Verify that you have the proper privileges. See vSphere Lifecycle Manager Privileges For Using Images.

Procedure

  1. In the vSphere Client, navigate to a cluster that you manage with a single image.
  2. On the Updates tab, select Hosts > Image.
  3. In the Image Compliance card, click the Check Compliance button.

Results

The Image Compliance card displays information about the overall number of non-compliant and incompatible hosts in the cluster. You can view detailed compliance information for every host. If the host has a DPU device, you can also view compliance information about the DPU device only.

What to do next

Remediate the cluster to make the non-compliant hosts compliant. See Run a Remediation Pre-Check for a Cluster, a Host Within a Cluster, or a Standalone Host and Remediate a Cluster Against a Single Image.

View Host Compliance Information

You can view detailed compliance information for every non-compliant host in a cluster or for every standalone host that you manage with a single image. You can also view compliance information about the DPU device on the host, if the host has a DPU device. As a result, you can easily find what causes the host to become out of compliance with the cluster or host image.

Detailed compliance information is displayed only for hosts that are out of compliance with the image in the cluster or the standalone host. vSphere Lifecycle Manager displays no compliance details for compliant hosts.

For hosts that have the incompatible compliance state, vSphere Lifecycle Manager shows in a signpost information about what causes the compatibility issues.

Prerequisites

  • Run a compliance check.
  • Verify that no host is added to the cluster after your last compliance check.

Procedure

  1. In the vSphere Client, navigate to a cluster or host that you manage with a single image.
  2. On the Updates tab, select Hosts > Image.
  3. View compliance information for the hosts in a cluster or for a standalone host.
    Option Action
    View the compliance information for a host in the cluster.
    1. In the Image Compliance card, select a host from the Hosts list.
      Note: Only non-compliant hosts are listed.
    2. (Optional) To view the full comparison between the image on the host and the image for the cluster, select Full image comparison from the drop-down menu for the Software compliance table.
    3. (Optional) To view only the image elements that make the host non-compliant with the image for the cluster, select Only drift comparison from the drop-down menu for the Software compliance table.
    View the compliance information for a standalone host.
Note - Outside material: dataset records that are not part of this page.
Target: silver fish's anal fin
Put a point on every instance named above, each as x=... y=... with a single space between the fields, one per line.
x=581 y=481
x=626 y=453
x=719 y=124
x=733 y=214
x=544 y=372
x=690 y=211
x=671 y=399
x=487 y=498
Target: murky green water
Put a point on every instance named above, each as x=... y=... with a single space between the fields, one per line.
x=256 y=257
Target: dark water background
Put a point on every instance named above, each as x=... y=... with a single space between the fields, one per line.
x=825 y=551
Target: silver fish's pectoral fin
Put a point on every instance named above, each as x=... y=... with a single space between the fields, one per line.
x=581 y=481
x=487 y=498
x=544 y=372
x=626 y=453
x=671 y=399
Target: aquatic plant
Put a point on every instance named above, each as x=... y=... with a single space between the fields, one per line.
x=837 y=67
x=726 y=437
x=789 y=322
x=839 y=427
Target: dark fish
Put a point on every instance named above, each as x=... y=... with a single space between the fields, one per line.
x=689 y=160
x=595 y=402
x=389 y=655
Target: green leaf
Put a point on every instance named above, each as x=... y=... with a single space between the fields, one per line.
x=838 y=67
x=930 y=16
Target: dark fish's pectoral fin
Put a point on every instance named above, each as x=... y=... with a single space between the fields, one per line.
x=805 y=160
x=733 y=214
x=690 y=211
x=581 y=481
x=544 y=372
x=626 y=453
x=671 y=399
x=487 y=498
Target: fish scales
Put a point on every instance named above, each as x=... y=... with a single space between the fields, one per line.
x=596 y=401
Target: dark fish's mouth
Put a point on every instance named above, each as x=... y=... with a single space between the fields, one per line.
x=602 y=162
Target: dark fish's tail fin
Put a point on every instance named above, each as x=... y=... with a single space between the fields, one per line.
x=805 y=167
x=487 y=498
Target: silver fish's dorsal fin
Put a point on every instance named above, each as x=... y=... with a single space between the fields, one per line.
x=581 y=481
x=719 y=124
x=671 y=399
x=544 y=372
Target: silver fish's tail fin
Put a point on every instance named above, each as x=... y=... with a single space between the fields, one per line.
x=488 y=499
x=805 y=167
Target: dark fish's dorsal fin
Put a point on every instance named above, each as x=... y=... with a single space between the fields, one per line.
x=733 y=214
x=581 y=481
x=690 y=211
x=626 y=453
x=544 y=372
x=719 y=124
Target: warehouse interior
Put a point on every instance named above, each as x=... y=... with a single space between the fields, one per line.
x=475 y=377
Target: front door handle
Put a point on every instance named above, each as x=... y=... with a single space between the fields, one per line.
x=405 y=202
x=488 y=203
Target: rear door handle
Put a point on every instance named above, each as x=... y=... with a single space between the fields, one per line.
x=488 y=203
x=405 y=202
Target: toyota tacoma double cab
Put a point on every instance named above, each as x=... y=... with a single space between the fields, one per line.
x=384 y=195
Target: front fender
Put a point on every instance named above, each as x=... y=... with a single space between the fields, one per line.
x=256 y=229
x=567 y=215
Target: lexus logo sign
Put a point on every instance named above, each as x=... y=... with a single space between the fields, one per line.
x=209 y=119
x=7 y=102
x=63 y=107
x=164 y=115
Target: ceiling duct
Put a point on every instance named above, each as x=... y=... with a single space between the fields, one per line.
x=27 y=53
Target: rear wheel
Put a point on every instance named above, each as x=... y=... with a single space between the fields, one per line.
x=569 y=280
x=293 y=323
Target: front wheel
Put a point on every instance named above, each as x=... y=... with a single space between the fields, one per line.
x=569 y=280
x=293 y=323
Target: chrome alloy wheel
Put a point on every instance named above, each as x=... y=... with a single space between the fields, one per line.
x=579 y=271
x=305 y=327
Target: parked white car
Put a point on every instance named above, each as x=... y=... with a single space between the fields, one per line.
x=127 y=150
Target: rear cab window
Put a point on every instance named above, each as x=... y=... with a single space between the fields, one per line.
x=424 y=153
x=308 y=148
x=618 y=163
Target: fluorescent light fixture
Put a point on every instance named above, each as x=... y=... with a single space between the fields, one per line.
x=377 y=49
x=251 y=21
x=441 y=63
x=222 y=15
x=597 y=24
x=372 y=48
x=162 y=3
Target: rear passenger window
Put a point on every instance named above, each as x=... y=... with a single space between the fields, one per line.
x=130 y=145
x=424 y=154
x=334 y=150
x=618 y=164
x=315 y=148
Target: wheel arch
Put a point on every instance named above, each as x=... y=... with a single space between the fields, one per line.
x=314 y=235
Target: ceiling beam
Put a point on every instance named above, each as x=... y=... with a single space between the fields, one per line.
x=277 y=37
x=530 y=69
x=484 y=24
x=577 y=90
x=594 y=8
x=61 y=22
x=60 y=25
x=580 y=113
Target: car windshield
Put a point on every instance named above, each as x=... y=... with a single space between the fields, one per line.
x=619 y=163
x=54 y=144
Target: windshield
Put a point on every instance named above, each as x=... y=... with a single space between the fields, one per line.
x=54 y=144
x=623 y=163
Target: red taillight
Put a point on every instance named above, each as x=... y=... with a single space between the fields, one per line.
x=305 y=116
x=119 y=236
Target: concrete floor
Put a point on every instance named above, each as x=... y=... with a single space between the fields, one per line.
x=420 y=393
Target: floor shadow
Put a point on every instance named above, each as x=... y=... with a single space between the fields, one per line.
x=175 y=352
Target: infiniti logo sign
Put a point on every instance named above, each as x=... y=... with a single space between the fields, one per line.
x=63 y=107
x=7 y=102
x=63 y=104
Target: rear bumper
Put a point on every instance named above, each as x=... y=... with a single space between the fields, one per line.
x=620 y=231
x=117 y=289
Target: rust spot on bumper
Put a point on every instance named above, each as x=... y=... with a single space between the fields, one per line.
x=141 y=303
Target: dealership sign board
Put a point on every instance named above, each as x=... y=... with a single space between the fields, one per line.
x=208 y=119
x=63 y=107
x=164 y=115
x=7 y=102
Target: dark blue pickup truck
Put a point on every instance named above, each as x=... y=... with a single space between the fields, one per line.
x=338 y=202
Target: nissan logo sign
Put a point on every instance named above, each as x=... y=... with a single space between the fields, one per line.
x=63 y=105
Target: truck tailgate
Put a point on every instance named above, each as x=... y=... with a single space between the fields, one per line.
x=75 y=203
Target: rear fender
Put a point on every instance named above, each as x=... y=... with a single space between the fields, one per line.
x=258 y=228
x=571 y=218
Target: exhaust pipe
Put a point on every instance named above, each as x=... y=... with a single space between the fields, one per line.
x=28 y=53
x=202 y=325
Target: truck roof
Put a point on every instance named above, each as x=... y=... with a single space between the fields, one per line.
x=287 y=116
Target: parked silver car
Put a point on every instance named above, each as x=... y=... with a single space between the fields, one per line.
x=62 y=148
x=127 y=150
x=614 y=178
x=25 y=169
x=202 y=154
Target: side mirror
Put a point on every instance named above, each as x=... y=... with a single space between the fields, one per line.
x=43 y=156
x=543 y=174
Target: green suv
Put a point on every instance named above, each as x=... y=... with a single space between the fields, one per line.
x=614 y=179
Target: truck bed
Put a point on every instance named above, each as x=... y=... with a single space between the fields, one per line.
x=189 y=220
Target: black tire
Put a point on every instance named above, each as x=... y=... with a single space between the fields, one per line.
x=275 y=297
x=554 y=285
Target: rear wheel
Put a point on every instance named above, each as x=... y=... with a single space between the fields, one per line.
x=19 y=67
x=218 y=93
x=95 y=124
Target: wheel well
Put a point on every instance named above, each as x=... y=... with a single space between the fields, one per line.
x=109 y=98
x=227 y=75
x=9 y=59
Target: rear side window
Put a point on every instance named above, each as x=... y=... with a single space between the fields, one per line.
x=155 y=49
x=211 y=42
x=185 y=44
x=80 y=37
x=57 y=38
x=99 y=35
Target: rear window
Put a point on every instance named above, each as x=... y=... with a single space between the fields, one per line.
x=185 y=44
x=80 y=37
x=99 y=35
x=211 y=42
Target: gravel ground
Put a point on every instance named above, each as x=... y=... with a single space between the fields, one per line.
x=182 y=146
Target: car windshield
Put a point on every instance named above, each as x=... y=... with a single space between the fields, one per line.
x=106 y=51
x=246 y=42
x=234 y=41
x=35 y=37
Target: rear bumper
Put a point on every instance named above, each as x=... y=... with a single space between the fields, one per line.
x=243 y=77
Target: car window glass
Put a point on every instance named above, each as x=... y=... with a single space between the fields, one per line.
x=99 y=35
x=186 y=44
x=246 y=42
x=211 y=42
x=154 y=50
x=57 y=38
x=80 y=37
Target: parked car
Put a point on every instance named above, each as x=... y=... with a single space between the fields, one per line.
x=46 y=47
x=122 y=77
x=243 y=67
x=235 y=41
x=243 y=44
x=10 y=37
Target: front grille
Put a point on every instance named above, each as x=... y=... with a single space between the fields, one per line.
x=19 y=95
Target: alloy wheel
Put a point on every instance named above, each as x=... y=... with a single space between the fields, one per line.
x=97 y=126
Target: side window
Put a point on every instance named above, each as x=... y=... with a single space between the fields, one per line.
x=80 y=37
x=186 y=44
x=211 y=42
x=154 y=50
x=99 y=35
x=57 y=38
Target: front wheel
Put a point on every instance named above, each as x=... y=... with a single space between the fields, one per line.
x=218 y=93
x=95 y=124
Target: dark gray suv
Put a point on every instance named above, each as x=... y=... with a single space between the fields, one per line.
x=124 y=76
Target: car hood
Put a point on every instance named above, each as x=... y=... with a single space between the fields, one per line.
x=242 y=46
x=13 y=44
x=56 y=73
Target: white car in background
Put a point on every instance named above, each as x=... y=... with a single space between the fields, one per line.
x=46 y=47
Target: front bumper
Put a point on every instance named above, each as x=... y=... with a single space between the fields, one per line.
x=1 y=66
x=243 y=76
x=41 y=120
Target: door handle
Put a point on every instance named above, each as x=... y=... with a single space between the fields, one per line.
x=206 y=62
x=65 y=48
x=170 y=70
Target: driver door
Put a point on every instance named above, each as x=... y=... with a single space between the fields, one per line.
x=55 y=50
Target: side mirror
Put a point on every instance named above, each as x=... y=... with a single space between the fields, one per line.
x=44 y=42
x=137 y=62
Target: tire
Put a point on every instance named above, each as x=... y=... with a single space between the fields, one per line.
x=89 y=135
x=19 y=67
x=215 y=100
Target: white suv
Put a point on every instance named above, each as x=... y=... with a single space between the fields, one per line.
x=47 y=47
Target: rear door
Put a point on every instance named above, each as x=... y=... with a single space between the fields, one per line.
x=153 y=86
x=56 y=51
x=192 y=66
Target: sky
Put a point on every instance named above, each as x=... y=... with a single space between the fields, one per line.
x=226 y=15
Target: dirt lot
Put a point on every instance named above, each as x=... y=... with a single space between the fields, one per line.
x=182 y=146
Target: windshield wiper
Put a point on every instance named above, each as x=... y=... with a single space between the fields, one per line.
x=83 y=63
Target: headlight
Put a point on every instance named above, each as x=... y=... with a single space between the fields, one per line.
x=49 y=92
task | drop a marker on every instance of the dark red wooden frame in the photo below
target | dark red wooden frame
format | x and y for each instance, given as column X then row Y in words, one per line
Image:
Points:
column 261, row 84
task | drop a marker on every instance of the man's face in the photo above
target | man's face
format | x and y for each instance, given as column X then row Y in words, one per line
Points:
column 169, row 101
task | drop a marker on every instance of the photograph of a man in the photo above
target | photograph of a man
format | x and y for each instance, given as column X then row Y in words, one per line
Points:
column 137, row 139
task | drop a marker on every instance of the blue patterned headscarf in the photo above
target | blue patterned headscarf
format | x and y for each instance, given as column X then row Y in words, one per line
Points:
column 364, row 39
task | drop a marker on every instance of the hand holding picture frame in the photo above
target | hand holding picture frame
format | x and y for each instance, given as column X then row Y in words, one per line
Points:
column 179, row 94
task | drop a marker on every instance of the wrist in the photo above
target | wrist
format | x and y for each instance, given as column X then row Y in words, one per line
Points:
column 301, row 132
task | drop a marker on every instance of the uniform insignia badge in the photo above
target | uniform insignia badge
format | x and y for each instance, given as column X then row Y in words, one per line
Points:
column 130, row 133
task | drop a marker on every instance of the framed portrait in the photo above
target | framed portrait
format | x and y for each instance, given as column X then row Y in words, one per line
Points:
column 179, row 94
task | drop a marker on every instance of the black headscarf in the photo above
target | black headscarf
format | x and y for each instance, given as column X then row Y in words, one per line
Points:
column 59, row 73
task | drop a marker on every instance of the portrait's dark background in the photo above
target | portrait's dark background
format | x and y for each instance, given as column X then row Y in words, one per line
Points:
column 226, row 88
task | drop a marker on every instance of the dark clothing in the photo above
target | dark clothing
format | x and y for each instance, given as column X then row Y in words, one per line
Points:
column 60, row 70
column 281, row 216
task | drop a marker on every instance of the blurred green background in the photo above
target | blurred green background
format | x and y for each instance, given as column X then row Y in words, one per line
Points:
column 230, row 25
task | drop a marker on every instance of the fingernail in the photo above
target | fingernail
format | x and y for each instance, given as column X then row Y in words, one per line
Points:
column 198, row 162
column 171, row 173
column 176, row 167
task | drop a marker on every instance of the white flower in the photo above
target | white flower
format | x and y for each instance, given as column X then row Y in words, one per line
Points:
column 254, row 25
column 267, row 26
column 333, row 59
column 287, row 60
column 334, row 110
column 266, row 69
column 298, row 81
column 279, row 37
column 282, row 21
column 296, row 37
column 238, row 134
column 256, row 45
You can view the compliance information for a standalone host in the Image Compliance card.
    • To view the full comparison between the software that runs on the host and the image for the host, select Full image comparison from the drop-down menu for the Software compliance table.
    • To view only the image elements that make the host non-compliant with the image, select Only drift comparison from the drop-down menu for the Software compliance table.
  4. If you want to view compliance details about a DPU device on a host, select the DPU device listed for the host.
    DPU devices are listed directly under the host they belong to.
    • To view the full comparison between the image on the DPU device and the image for the cluster or the standalone host, select Full image comparison from the drop-down menu for the Software compliance table.
    • To view only the image elements that make the DPU device non-compliant with the image for the cluster or the standalone host, select Only drift comparison from the drop-down menu for the Software compliance table.
    An information panel appears on the right. In the Software compliance table, you can see what software runs on the selected host and what is the software specification in the image for the cluster or the standalone host.